SAFARI Technical Report, TR-SAFARI-2011-005, Carnegie Mellon University, September 2011.
HanBin Yoon, Justin Meza, Rachata Ausavarungnirun, Rachael Harding, Onur Mutlu
Carnegie Mellon University
5000 Forbes Ave.
Pittsburgh, PA 15213
http://www.pdl.cmu.edu/
Phase change memory (PCM) is a promising alternative to DRAM, though its high latency and energy costs prohibit its adoption as a drop-in DRAM replacement. Hybrid memory systems comprising DRAM and PCM attempt to achieve the low access latencies of DRAM at the large capacities of PCM. However, known solutions neglect to assess the utility of data placed in DRAM, and hence fail to achieve high performance and energy efficiency. We propose a new DRAM-PCM hybrid memory system that exploits row buffer locality.

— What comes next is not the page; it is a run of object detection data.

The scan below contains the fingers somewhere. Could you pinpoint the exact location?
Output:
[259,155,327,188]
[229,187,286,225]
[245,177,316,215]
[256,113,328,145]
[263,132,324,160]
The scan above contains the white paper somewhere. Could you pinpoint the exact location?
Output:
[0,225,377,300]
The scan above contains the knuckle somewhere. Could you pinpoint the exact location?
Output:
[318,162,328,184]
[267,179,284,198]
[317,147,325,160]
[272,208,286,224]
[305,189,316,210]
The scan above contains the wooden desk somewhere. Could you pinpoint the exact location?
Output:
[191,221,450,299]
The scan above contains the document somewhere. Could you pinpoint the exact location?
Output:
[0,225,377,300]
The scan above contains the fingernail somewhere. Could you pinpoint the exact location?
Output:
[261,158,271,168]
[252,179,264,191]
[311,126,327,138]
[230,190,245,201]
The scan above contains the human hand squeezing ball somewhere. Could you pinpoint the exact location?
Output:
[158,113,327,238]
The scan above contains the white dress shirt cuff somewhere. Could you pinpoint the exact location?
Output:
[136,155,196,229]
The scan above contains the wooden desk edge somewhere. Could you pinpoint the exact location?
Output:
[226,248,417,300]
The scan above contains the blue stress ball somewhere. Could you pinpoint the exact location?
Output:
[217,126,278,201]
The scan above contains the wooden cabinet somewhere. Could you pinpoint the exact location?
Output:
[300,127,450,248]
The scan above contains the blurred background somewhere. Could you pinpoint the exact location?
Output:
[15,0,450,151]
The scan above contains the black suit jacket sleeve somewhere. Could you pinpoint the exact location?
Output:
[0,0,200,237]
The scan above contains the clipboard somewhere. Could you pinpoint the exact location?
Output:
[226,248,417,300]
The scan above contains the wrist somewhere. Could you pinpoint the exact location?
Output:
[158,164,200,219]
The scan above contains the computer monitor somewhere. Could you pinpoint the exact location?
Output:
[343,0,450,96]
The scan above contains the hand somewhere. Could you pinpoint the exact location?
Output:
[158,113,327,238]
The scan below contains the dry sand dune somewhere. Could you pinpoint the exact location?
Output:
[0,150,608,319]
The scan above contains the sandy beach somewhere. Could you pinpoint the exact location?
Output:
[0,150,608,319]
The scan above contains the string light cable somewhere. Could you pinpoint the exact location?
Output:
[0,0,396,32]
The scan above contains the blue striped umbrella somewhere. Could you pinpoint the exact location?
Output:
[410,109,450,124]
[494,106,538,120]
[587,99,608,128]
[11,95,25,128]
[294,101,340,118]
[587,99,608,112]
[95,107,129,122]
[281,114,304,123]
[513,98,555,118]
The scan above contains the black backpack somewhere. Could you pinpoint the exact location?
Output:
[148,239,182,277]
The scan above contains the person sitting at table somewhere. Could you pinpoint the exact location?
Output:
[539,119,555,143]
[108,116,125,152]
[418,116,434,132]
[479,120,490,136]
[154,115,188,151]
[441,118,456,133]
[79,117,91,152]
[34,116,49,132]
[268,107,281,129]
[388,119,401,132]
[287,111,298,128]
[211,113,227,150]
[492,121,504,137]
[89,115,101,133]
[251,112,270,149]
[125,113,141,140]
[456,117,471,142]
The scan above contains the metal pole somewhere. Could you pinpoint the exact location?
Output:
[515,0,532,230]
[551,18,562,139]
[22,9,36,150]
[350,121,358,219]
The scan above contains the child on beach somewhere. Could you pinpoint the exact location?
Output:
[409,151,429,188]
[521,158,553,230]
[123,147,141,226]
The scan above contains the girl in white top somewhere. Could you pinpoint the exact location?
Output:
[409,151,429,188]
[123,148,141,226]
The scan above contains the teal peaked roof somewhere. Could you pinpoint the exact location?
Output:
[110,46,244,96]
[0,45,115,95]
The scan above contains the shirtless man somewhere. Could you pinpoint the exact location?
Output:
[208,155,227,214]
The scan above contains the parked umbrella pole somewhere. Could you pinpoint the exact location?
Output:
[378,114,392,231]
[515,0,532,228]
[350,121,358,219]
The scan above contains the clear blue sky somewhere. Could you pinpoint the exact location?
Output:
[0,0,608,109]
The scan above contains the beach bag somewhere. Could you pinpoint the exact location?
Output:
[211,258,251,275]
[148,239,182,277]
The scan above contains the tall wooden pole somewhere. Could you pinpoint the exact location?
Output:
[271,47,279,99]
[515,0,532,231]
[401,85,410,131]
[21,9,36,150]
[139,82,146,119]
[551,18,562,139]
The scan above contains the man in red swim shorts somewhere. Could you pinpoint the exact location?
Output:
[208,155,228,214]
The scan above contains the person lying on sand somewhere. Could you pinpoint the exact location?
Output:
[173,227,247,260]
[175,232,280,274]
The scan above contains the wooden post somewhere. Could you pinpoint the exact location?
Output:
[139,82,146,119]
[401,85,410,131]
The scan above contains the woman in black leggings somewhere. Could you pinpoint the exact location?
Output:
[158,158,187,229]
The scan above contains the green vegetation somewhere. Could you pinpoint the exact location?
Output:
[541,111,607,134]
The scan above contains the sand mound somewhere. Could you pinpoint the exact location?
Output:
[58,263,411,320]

The main idea is to place data that cause frequent row buffer miss accesses in DRAM, and data that do not in PCM. The key insight behind this approach is that data which generally hit in the row buffer can take advantage of the large memory capacity that PCM has to offer, and still be accessed as quickly as if the data were placed in DRAM. We observe our mechanism (1) effectively mitigates the high access latencies and energy costs of PCM, (2) reduces memory channel bandwidth consumption due to the migration of data between DRAM and PCM, and (3) prevents data that exhibit low reuse from polluting DRAM. We evaluate our row buffer locality-aware scheme and show that it outperforms previously proposed hybrid memory systems over a wide range of multiprogrammed workloads. Across 500 workloads on a 16-core system with 256 MB of DRAM, we find that our scheme improves system performance by 41% over using DRAM as a conventional cache to PCM, while reducing maximum slowdown by 32%. Furthermore, our scheme shows 17% performance gain over a competitive all-PCM memory system, and comes to within 21% of the performance of an unlimited-size all-DRAM memory system.